From: Hugh Dickins <hughd@google.com>
Subject: Re: [PATCH 06/12 v2] mm: teach truncate_inode_pages_range() to hadnle
 non page aligned ranges
Date: Wed, 18 Jul 2012 12:36:39 -0700 (PDT)
Message-ID: <alpine.LSU.2.00.1207181154410.2160@eggly.anvils>
References: <1342185555-21146-1-git-send-email-lczerner@redhat.com> <1342185555-21146-6-git-send-email-lczerner@redhat.com> <alpine.LSU.2.00.1207170114490.1577@eggly.anvils> <alpine.LFD.2.00.1207171315330.2402@dhcp-1-248.brq.redhat.com>
 <alpine.LFD.2.00.1207171413350.14869@dhcp-1-248.brq.redhat.com> <alpine.LFD.2.00.1207180945390.2291@dhcp-1-248.brq.redhat.com>
Mime-Version: 1.0
Content-Type: TEXT/PLAIN; charset=US-ASCII
Cc: Christoph Hellwig <hch@infradead.org>,
	Andrew Morton <akpm@linux-foundation.org>,
	Theodore Ts'o <tytso@mit.edu>,
	Dave Chinner <dchinner@redhat.com>, linux-ext4@vger.kernel.org,
	linux-fsdevel@vger.kernel.org, achender@linux.vnet.ibm.com
To: Lukas Czerner <lczerner@redhat.com>
Return-path: <linux-fsdevel-owner@vger.kernel.org>
In-Reply-To: <alpine.LFD.2.00.1207180945390.2291@dhcp-1-248.brq.redhat.com>
Sender: linux-fsdevel-owner@vger.kernel.org
List-Id: linux-ext4.vger.kernel.org

On Wed, 18 Jul 2012, Lukas Czerner wrote:
> On Tue, 17 Jul 2012, Lukas Czerner wrote:
> > 
> > My bad, it definitely is not safe without the end offset argument in
> > invalidatepage() aops ..sigh..
> 
> So what about having new aop invalidatepage_range and using that in
> the truncate_inode_pages_range(). We can still BUG_ON if the file
> system register invalidatepage, but not invalidatepage_range,
> when the range to truncate is not page aligned at the end.

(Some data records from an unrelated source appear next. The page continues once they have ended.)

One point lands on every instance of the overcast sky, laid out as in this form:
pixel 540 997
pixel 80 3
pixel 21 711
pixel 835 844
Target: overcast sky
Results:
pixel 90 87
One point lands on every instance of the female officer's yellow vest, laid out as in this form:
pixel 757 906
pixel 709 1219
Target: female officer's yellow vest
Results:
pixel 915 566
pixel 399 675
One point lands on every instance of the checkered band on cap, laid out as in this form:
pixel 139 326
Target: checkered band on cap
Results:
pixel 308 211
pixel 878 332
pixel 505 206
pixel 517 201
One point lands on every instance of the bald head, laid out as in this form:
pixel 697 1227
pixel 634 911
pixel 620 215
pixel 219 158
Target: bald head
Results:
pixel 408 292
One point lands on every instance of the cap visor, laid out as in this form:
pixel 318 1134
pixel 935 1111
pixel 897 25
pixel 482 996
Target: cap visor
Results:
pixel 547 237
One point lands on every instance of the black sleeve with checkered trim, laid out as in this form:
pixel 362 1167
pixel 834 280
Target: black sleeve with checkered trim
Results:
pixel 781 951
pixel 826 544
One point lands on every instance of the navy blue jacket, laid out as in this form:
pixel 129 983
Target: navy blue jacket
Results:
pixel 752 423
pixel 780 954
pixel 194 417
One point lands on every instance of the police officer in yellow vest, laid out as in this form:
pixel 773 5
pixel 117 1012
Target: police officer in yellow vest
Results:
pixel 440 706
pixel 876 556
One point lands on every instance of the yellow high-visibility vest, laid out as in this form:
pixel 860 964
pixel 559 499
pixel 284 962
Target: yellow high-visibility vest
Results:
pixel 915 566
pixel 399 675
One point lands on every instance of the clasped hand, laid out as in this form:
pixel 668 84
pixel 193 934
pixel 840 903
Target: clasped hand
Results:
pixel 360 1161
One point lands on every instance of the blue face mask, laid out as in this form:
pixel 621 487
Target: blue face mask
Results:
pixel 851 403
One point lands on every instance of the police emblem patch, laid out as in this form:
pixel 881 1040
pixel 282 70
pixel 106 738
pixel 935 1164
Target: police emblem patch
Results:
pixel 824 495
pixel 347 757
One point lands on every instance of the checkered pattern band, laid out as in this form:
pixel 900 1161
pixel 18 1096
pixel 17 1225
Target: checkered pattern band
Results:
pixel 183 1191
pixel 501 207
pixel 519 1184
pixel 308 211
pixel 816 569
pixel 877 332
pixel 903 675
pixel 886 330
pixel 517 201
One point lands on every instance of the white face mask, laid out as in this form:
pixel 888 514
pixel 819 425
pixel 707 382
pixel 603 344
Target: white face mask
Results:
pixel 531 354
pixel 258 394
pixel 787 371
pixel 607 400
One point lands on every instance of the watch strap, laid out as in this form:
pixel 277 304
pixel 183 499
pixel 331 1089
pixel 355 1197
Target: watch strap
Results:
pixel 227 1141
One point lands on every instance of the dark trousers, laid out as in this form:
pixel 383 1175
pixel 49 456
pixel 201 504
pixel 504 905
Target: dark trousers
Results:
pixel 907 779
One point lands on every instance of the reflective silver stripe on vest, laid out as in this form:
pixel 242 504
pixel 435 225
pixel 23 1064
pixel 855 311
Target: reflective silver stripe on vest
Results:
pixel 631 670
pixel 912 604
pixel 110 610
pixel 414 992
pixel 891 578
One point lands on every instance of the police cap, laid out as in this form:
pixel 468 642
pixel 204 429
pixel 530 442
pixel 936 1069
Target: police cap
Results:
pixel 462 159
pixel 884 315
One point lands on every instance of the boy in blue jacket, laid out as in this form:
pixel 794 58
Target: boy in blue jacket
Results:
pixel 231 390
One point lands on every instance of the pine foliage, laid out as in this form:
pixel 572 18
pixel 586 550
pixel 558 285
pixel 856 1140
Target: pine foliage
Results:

I had some trouble parsing what you wrote, and have slightly adjusted
it (mainly adding a comma) to fit my understanding: shout at me if I'm
misrepresenting you!

Yes, I think that's what has to be done.  It's irritating to have two
methods doing the same job, but not nearly so irritating as having to
change core and all filesystems at the same time.  Then at some future
date there can be a cleanup to remove the old invalidatepage method.

> 
> I am sure more file system than just ext4 can take advantage of
> this. Currently only ext4, xfs and ocfs2 support punch hole and I
> think that all of them can use truncate_inode_pages_range() which
> handles unaligned ranges.

I expect that they can, but I'm far from sure of it: each filesystem
will have its own needs and difficulties, which might delay them from
a quick switchover to invalidatepage_range.

> 
> Currently ext4 has it's own overcomplicated method of freeing and
> zeroing unaligned ranges.

You're best placed to judge if its overcomplicated, I've not looked.

> Xfs seems just truncate the whole file and

I doubt that can be the case: how would it ever pass testing with
the hole-punching fsx if so?  But it is the case that xfs unmaps
all the pages from hole onwards, in the exceptional case where the
punched file is currently mmap'ed into userspace; and that is wrong,
and will get fixed, but it's not a huge big deal meanwhile.  (But it
does suggest that hole-punching is more difficult to get completely
right than people think at first.)

> there seems to be a bug in ocfs2 where we can hit BUG_ON when the
> cluster size < page size.
> 
> What do you reckon ?

I agree that you need invalidatepage_range for truncate_inode_page_range
to drop its end alignment restriction.  But now that we have to add a
method, I think it would be more convincing justification to have two
filesystems converted to make use of it, than just the one ext4.

Hugh